Categories
- Art (356)
- Other (3,632)
- Philosophy (2,814)
- Psychology (4,018)
- Society (1,010)
Recent Questions
- Why did everyone start to hate the Russians if the U.S. did the same thing in Afghanistan, Iraq?
- What needs to be corrected in the management of Russia first?
- Why did Blaise Pascal become a religious man at the end of his life?
- How do I know if a guy likes you?
- When they say "one generation", how many do they mean?
Selective – the word itself means “selective”, “selective”.
Perhaps your question is within the framework of a certain specific psychological model, where this expression is somehow used , then you need to understand the whole context for the answer: what kind of model, what definitions it uses, etc.
This is how, for example, the term “trauma” without mentioning the context at all is more likely to be perceived as a physical injury, in the context of psychology it is more likely to be perceived as a mental trauma, but also in the context of different psychological approaches in completely different ways. A clinical psychologist will think about PTSD with clear symptoms and diagnostic criteria, but with a psychoanalytic focus-something about the fact that, for example, the baby was not approached for a long time, and he has, for example, “preverbal trauma”, prosthospodi. And the pop psychologist will think here about the fact that everyone has injuries, right at everyone, and a lot.

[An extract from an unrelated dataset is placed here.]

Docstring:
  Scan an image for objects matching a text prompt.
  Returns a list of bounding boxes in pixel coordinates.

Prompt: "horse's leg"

In general, human perception is inherently selective. Simply because there is too much information coming in per unit of time. For example, here I sit, writing this text, and do not pay attention to the tactile sensations from touching the fabric of my trousers to my skin. But I pay attention to the sounds of the piano in the next room, where my wife is practicing. This is selective perception: I notice some of the incoming information, and some don't.
Jungian synchronism, for example, is partly based on this: when you start to get interested in a topic, it can start to “climb out of all the cracks”.
As a teenager, I read about impressionism, it was interesting, and at once I come across TV shows about it, postcards,newspaper articles, etc. There is no mysticism here: everything was already around, it's just that now I began to single out this information for myself from the huge array that is around.
Well, when a person sees only information that confirms his idea that the Earth is flat, or that his favorite political figure has outplayed everyone-yes, this is also the same normal human selectivity of perception, the “perception filter”)
I can only repeat: selectivity (anything) this is selectivity. Attention and perception are basically selective in nature, meaning that our brains don't perceive everything at least at one point in time and with the same intensity.
Sometimes this term is called rather biased (distorted for some special reasons) perception, when things that are convenient for a person are perceived, and others are ignored or discredited.